9.30am we departed, by 11.30 we had 4 knots of current against us, by 12.30
that had increased to 6.5 knots, Great ! with a boat speed of 1.2 knots over
the ground we weren't going any where fast. but I knew that the most
critical
place that we wanted positive tides with us was in the narrows, so we just
had to grin and bear it, we were nearly at the start of the first narrow
and the tides were due to change around 2.30pm.

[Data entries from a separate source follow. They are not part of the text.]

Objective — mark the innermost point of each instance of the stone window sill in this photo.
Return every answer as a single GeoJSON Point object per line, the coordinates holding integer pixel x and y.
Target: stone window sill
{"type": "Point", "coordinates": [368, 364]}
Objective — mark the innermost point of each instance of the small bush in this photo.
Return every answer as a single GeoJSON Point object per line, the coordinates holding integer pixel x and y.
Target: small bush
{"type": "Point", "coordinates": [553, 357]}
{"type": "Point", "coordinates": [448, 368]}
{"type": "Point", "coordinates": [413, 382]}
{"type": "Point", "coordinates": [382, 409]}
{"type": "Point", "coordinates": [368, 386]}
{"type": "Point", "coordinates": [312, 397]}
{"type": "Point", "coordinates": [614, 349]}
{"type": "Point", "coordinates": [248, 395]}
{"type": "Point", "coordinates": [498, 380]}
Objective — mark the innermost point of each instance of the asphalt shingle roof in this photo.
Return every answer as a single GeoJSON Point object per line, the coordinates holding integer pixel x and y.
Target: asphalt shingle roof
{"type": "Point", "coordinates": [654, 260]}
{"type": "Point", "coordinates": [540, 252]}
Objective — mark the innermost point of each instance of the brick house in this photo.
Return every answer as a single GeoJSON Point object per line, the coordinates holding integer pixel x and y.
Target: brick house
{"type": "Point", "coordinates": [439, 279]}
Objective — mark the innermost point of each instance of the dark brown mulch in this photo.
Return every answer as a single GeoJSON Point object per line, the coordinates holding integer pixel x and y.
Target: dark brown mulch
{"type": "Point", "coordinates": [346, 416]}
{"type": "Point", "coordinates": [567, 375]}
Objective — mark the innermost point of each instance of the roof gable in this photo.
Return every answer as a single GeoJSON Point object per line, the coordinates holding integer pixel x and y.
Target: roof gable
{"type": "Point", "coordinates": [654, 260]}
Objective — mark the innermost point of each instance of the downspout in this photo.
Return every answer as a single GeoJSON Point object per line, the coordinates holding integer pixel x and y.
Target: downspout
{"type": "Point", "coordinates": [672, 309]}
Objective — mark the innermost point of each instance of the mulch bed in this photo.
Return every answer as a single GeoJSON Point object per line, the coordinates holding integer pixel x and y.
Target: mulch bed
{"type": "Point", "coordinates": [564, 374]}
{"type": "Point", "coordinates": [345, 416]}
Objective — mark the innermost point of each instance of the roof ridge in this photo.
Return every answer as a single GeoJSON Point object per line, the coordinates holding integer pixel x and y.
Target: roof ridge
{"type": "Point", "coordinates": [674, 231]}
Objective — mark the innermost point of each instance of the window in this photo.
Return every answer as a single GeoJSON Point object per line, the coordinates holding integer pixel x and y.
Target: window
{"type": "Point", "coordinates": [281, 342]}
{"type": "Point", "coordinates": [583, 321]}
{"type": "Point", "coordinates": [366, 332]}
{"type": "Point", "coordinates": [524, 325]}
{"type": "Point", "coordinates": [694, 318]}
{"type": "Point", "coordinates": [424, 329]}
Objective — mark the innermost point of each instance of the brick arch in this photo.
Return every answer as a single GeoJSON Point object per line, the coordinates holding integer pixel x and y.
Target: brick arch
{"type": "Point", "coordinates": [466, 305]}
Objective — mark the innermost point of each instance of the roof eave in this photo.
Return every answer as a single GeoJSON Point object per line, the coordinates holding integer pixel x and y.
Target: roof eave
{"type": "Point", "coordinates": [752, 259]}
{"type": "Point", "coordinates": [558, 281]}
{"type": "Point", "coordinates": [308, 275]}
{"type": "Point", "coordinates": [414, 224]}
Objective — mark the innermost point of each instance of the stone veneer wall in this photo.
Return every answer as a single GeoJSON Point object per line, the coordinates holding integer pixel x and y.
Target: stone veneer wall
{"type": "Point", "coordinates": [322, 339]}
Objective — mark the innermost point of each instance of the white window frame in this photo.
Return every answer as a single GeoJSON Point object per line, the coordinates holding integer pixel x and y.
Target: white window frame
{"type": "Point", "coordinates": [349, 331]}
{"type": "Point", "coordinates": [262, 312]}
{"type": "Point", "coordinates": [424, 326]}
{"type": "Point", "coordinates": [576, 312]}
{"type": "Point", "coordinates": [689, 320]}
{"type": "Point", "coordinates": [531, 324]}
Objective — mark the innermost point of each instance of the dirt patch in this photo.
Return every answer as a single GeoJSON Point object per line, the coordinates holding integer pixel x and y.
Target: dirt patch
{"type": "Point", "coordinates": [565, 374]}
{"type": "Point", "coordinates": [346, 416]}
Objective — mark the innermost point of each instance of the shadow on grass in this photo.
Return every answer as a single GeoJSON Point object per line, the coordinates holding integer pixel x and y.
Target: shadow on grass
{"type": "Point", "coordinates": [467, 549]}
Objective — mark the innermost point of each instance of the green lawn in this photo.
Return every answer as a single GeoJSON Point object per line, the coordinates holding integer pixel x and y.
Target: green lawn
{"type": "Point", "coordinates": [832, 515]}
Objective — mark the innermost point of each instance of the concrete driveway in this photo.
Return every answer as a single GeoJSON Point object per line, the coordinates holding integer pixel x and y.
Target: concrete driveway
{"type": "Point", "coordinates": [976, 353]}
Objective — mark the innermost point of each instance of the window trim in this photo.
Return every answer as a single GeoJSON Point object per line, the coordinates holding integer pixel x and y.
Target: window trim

Slowly, bit by bit the currents started to ease, during the afternoon it
was painful watching it until it went to slack water, and then into
positive, now we were getting somewhere, and a hell of a lot faster. By the
time we reached the second and tightest narrow the current was really
hooting along, we all chuckled as we watched our 7 knots of boat speed
through the water get turned into 10 knots, then 12, then 14.5 and to gob
smack us all we hit 16.6 knots over the ground.
With an expected 3 to 4 hours more of current after leaving the final
narrow we had a good chance of popping out in the South Atlantic that
evening, not much else to worry about, only 15 to 20 oil rigs, passing
container ships and general commercial vessels and a couple of cross channel
ferries, all a bit like playing a pin ball machine, except we were the steel
ball.
The winds freshened and we made ground, the final point to our freedom was
Point Dungeness on the north eastern corner of Magellan, a shoal bank guards
the corner which is only good to cross close to in fair conditions, with
the wind already up to 32 knots it was touch and go if we could take this
short cut.
Just south of Dungeness the radio came to life from the navy reporting
station, who were we, how many people and where we were going, all the
normal
questions.3.6 miles from this cape I was a at the nav table and the wind
suddenly
dropped, from 32 knots it went to 18 and the boat slowed to crawling pace,
then within
seconds it all changed. As I so often see here in the south the sudden and
fierce shift
in winds on the fronts of low pressure it was all on us in seconds, the 70
degree
shift now meant we were pointing directly at Dungeness, hmmm, time for a
little action
as the sails were now flapping and Xplore wasn't a happy girl
Audrey popped her head up from sleep and we quickly put another reef in the
main sail, trimmed up the head sail and started the motor to give us better
directional
speed, this had all happened in the matter of minutes, but we had to clear
the cape.
With tide now against us, the winds hitting high 30's we crept our way along
the edge of the bank.6 miles, 3 then 2, nearly there we had already planed
out our sail plan for
when we turned the corner.
The sudden change in wind direction and strength had come 3 hours earlier
than forecast, but shit happens as they say in the classics, you just have
to deal with it.
We rounded the point and headed north, even the psychological fact that we
turned north seemed to warm me up, but it would be a few days before we felt
the heat of the north.
After 36 hours from leaving Punta Arenas we had covered over 300 nautical
miles, the Fat English girl gets along alright. That first night was a tough
one, as the seas were large and short, the winds peaked at 48 knots and it
certainly was a washing machine ride on board, not a lot of sleep was had
by anyone.
But every day is a different one, and tonight as I write, the seas have
eased some what, the skies have lifted and there are stars all around, the
boat is silent as she slips along at 8.5 knots.
Its amazing how as a sailor we so quickly forget the tough, the rough and
the cold, and revel in the golden moments that we have here at sea.